Spatial computing and immersive media reaches far beyond games, inclusive of content creation, cinematic storytelling, visualization, and simulation. Game engines like Unity, Unreal, and Godot are flexible enough to support these experiences, but many AR/VR app developers have taken to codifying design patterns and feature implementations by way of plugins and samples in cases where the engine provides limited built-in facilities. For example, I'm speaking of projects like TurboButton, Virtual Reality Toolkit (VRTK), Unity's EditorXR, and Google's Daydream Elements.
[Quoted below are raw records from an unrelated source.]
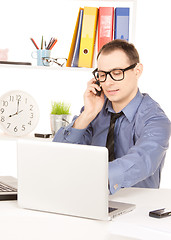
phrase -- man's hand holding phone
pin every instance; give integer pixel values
(93, 103)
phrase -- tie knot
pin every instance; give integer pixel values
(114, 116)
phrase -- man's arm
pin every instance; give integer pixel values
(79, 131)
(144, 159)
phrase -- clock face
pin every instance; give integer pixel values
(19, 113)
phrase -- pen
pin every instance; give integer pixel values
(53, 44)
(34, 43)
(50, 43)
(42, 43)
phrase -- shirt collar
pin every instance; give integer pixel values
(130, 110)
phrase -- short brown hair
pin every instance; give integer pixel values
(128, 48)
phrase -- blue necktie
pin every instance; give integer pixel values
(110, 136)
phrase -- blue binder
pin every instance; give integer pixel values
(122, 23)
(74, 62)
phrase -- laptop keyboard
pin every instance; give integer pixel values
(111, 209)
(6, 188)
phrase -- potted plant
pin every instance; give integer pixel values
(60, 115)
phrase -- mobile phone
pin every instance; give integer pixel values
(98, 93)
(160, 213)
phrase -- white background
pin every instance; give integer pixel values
(21, 20)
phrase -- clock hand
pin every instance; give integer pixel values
(18, 106)
(15, 113)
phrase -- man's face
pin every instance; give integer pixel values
(120, 93)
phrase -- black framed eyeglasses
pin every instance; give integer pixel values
(49, 61)
(115, 74)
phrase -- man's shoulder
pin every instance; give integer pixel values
(149, 108)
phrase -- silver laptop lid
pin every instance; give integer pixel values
(63, 178)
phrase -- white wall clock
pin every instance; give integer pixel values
(19, 113)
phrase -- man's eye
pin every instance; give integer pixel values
(116, 73)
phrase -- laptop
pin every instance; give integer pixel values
(66, 178)
(8, 188)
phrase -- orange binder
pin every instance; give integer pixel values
(105, 25)
(71, 52)
(88, 36)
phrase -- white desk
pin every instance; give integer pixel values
(21, 224)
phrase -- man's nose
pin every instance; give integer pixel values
(109, 80)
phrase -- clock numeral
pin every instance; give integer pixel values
(2, 110)
(29, 123)
(2, 119)
(16, 129)
(31, 107)
(11, 98)
(23, 128)
(5, 103)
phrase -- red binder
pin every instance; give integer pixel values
(105, 25)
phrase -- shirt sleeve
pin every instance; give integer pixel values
(73, 135)
(144, 158)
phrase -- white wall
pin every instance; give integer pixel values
(21, 20)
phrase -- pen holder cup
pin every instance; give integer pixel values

Based on a large amount of open-source libraries and middleware, building a base engine layer is not as difficult as it once was. A byproduct of being a relatively new field, spatial computing platforms are built on modern hardware which lmits their need to support legacy graphics APIs and related engine baggage. Armed with emerging clarity over the OpenXR device & application abstraction API, I saw an opportunity for new project catering specficially to spatial computing developers.
Polymer is the humble start of a desktop-class immersive computing engine with built-in abstractions for AR/VR design and prototyping. The audience for Polymer is tiny and reflects my personal development toolchain: native C++ targeting desktop-class virtual reality headsets on Windows.
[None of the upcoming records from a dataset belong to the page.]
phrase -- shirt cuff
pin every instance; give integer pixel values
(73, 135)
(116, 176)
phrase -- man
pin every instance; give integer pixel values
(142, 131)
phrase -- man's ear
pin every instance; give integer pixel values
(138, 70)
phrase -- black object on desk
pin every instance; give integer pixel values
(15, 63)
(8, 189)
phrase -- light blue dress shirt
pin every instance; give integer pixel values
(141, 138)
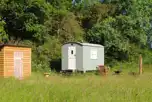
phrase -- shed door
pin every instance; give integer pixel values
(72, 57)
(18, 64)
Polymer intends to supplement available tools to experience developers, not propose a replacement for well-supported, ship-your-app engines. A core design principle of Polymer is to provide an architecture that invites code-level experimentation and hacking in ways that might be tedious in larger codebases. Examples of this might include directly interfacing with novel hardware, and exploring new input methods or rendering backends.
Polymer is not an effort for building polished experiences nor a generic game development environment with scripting, artist-friendly asset import pipeline, and shader authoring. Alternatively, it provides abstractions useful to AR/VR experience developers such as locomotion/teleportation, reticles, controllers & haptics, and physics-aware interactive objects.
Polymer is an early stage project. Prior development was focused on creating a tiny core runtime capable of supporting complex ideas. With consumer 6DoF standalone devices on the horizon, Polymer's supported platforms will soon include mobile hardware. Excitement around future devices was a motivational factor in open-sourcing Polymer in present form. As the project evolves to include a reusable hand/controller/interaction model, now seemed like an ideal moment to shift focus from core development towards building a critical mass of samples and examples, and to invite community experimentation beyond my personal prototyping activities.
PostScript A: Polymer consists of ideas and code from a wide variety of sources. Notably influence has been taken from Google's Lullaby, Microsoft's Mixed Reality Toolkit, NVIDIA's Falcor, Unity's EditorXR, VRTK, Morgan McGuire's G3D, Marko Pintera's bs::framework, OpenVR Unity SDK, and Vladimír Vondruš' Magnum.
Postscript B: It was a calculated risk to share the name with Google's Polymer web component library since the domains are contextually unreleated.